El Salvador's Crypto President Could Stay in Power for Decades After Changes to Constitution
First elected in 2019 on a promise to crack down on gangs, Bukele was supposed to be prohibited from running for re-election in 2024. But the country's Supreme Court of Justice ruled in 2021 that one of the articles in El Salvador's constitution allows a president to run for re-election once. Bukele's New Ideas Party removed magistrates in the Supreme Court who had opposed the president, clearing the path for Bukele to rule the country with an iron fist and make any constitutional changes necessary to remain in power indefinitely.
Bukele was re-elected in 2024 under those extremely dubious circumstances, and his term was scheduled to end on June 1, 2029. But lawmaker Ana Figueroa from the New Ideas Party has suggested moving up Bukele's re-election to June 1, 2027, to put it more in line with congressional elections, according to the Associated Press. With the new changes and Bukele's popularity, it would presumably allow the president to consolidate even more power now that he could be re-elected again and again, both without term limits and for a longer term each time.
The vote to strip term limits for the president and extend the length of each term passed by 57 to 3. And one of the three dissenters, Marcela Villatoro of the Nationalist Republican Alliance, warned that democracy would be weakened with the changes, according to the AP.
'You don't realize what indefinite reelection brings: It brings an accumulation of power and weakens democracy … there's corruption and clientelism because nepotism grows and halts democracy and political participation,' Villatoro is quoted as saying in an English language translation.

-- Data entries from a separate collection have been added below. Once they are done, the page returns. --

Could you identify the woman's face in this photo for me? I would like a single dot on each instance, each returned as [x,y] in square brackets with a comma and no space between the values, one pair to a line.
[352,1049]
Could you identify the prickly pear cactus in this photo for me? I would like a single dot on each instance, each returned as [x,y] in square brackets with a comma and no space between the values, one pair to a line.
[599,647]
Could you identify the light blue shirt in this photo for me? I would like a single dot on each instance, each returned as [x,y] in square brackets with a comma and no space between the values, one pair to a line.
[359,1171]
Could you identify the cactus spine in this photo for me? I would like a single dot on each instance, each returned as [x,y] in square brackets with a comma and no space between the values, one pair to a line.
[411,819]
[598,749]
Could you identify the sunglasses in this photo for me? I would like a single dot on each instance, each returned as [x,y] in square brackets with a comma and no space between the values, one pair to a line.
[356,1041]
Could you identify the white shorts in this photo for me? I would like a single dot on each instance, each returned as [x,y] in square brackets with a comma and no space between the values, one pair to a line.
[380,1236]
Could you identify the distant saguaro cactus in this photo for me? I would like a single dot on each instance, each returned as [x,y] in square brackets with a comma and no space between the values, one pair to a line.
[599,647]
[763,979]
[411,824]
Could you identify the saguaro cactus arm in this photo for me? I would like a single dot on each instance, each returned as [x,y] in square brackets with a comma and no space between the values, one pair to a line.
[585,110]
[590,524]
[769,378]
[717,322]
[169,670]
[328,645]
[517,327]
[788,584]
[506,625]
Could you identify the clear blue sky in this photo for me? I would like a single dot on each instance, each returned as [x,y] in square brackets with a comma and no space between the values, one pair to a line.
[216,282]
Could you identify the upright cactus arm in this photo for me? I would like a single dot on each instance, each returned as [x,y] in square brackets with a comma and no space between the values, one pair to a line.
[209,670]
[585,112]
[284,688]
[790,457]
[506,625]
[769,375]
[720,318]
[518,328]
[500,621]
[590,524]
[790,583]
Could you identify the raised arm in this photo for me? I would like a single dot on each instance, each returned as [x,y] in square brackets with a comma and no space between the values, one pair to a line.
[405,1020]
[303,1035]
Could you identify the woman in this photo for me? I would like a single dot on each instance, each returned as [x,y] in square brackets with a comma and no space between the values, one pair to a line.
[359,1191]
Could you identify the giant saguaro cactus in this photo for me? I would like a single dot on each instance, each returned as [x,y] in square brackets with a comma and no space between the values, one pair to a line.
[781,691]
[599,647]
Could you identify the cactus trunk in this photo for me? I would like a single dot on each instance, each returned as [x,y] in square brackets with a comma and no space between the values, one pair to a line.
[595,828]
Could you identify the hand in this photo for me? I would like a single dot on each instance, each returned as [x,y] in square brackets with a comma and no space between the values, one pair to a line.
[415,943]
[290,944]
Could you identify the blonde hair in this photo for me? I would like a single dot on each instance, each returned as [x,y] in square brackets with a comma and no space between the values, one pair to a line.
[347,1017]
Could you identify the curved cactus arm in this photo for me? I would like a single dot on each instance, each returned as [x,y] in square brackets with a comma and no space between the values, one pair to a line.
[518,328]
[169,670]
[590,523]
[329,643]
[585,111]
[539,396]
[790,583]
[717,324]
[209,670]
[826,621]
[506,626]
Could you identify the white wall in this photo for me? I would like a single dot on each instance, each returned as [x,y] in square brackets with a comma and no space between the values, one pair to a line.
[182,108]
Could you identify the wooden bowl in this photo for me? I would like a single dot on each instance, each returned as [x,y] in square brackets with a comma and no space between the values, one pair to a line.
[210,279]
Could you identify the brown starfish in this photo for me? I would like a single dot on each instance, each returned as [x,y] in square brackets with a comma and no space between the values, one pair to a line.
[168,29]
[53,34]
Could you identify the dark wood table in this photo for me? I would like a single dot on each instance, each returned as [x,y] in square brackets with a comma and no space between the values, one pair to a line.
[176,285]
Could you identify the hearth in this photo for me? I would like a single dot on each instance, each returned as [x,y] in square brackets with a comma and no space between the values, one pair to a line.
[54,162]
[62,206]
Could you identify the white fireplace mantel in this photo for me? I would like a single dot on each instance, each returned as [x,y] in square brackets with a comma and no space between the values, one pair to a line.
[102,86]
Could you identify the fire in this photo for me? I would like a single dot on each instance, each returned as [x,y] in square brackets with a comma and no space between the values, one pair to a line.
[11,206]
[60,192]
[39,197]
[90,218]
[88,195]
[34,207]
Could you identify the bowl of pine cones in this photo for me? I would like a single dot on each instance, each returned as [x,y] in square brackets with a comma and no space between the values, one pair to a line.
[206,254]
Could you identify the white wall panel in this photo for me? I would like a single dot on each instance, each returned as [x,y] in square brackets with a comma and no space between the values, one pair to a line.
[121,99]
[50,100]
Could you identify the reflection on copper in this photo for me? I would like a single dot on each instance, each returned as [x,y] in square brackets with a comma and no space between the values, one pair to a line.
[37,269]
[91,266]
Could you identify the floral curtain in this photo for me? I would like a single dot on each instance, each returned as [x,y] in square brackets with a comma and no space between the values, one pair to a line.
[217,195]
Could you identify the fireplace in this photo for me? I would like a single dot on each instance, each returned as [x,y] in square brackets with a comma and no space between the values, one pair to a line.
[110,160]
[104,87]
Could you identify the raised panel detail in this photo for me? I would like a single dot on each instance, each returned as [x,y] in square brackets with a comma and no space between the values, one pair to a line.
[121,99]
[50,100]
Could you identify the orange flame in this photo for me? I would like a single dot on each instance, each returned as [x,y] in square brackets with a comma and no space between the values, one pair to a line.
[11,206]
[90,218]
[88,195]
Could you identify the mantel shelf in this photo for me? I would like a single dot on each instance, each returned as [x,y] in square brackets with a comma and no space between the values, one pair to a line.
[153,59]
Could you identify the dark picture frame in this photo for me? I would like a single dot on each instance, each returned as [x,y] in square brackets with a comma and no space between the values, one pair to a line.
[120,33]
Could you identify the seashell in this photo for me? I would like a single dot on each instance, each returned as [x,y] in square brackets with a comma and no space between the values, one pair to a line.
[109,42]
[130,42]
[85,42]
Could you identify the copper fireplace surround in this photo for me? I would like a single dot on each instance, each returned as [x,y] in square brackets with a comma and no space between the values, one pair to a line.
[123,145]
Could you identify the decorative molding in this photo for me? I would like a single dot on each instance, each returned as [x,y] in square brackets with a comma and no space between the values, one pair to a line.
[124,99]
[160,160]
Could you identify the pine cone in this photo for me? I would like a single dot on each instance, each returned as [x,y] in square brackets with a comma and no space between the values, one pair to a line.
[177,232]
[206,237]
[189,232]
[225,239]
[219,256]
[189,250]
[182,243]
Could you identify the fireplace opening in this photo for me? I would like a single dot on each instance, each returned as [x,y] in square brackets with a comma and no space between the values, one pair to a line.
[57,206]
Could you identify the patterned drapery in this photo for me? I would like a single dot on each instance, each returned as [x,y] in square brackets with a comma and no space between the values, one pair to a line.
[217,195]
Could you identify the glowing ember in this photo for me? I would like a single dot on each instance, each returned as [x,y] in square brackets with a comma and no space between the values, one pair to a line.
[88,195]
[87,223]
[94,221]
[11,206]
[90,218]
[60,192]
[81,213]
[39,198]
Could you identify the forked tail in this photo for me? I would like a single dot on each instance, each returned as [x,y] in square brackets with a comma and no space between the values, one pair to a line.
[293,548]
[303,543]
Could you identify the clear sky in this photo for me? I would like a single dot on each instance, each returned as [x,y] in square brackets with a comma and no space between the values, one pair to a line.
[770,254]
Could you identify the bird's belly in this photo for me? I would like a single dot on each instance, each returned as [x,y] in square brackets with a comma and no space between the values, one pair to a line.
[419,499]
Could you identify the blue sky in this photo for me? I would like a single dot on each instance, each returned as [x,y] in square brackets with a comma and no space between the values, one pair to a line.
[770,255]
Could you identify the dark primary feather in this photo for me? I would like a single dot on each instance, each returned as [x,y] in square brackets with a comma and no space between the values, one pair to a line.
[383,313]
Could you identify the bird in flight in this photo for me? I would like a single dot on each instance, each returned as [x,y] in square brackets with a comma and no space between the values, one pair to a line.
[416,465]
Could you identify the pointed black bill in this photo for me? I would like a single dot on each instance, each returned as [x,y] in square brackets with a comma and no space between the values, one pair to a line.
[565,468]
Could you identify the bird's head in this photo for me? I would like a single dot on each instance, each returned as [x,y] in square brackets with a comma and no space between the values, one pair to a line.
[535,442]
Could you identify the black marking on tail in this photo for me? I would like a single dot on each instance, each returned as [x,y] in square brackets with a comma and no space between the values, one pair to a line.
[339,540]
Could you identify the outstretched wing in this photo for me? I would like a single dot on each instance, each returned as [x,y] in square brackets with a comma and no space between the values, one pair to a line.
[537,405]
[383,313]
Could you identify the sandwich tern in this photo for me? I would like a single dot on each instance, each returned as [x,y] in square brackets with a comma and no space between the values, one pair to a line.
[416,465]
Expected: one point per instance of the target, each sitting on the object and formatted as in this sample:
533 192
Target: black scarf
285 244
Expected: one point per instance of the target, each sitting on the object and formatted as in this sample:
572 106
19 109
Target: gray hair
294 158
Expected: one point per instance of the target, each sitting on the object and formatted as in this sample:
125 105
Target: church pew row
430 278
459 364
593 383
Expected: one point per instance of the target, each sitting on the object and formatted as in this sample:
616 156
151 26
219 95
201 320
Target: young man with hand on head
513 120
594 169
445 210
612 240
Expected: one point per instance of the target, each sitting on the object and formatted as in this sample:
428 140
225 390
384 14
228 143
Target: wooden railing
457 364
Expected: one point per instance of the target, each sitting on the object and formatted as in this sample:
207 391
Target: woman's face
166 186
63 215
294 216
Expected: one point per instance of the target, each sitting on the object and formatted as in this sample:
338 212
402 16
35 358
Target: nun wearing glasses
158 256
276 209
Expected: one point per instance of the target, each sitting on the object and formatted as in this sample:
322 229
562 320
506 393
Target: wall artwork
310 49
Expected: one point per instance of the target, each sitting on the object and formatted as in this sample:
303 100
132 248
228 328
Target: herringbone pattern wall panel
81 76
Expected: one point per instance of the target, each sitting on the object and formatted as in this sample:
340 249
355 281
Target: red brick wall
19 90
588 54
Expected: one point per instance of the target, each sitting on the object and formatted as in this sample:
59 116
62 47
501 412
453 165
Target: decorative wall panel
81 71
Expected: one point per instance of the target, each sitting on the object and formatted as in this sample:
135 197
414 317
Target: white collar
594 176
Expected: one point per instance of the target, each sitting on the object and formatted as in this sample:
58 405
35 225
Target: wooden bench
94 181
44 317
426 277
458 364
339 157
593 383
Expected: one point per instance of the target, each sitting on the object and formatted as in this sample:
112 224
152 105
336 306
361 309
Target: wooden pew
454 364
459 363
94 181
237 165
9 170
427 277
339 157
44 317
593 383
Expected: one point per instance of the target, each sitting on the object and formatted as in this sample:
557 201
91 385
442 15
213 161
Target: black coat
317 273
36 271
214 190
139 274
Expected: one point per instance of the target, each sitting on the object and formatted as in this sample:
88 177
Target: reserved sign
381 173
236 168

Bukele, a fan of Elon Musk and frequent user of X, hasn't tweeted about the changes yet. But guys like Musk and Trump are no doubt excited that their buddy in Central America is going to get even more power. Trump met with Bukele in the White House back in April when the U.S. president was shipping migrants to the U.S. to El Salvador's torture prison. The men sent there, some of whom have been released into Venezuela, have told horror stories about being beaten, given dirty water, and sexually assaulted.
Bukele rode into office and remains popular because he promised to crack down on gangs. But recent reporting from the country's El Faro news outlet claims Bukele's government signed a secret pact in 2019 with gang leaders to dial back violence in the country. Part of the deal, according to the news outlet, was providing financial incentives. Bukele has taken credit for reducing violence by insisting it's all part of his brutally violent crackdown.
Bukele has invested his country's money heavily in crypto, holding nearly $550 million of its foreign exchange reserves in bitcoin, according to Reuters, which amounts to about 15%. And while that may seem like a fine thing to do when bitcoin is soaring, it's extremely risky for any government when the price of crypto is so volatile. Bukele's government made reassurances to the International Monetary Fund that it would scale back its crypto project in exchange for a $1.4 billion bailout from the IMF. But as the Council on Foreign Relations pointed out in May, the country is still buying bitcoin.
As CoinTelegraph reported in June, El Salvador has added at least 240 BTC since Dec. 19, 2024, right after the agreement with the IMF was announced. That's more than $27 million at the current bitcoin price, which is hovering around $114,500, near the record high of about $123,000. It's not clear what the IMF may do since El Salvador violated its agreement, but whatever happens, the government needs to hope the price doesn't plummet.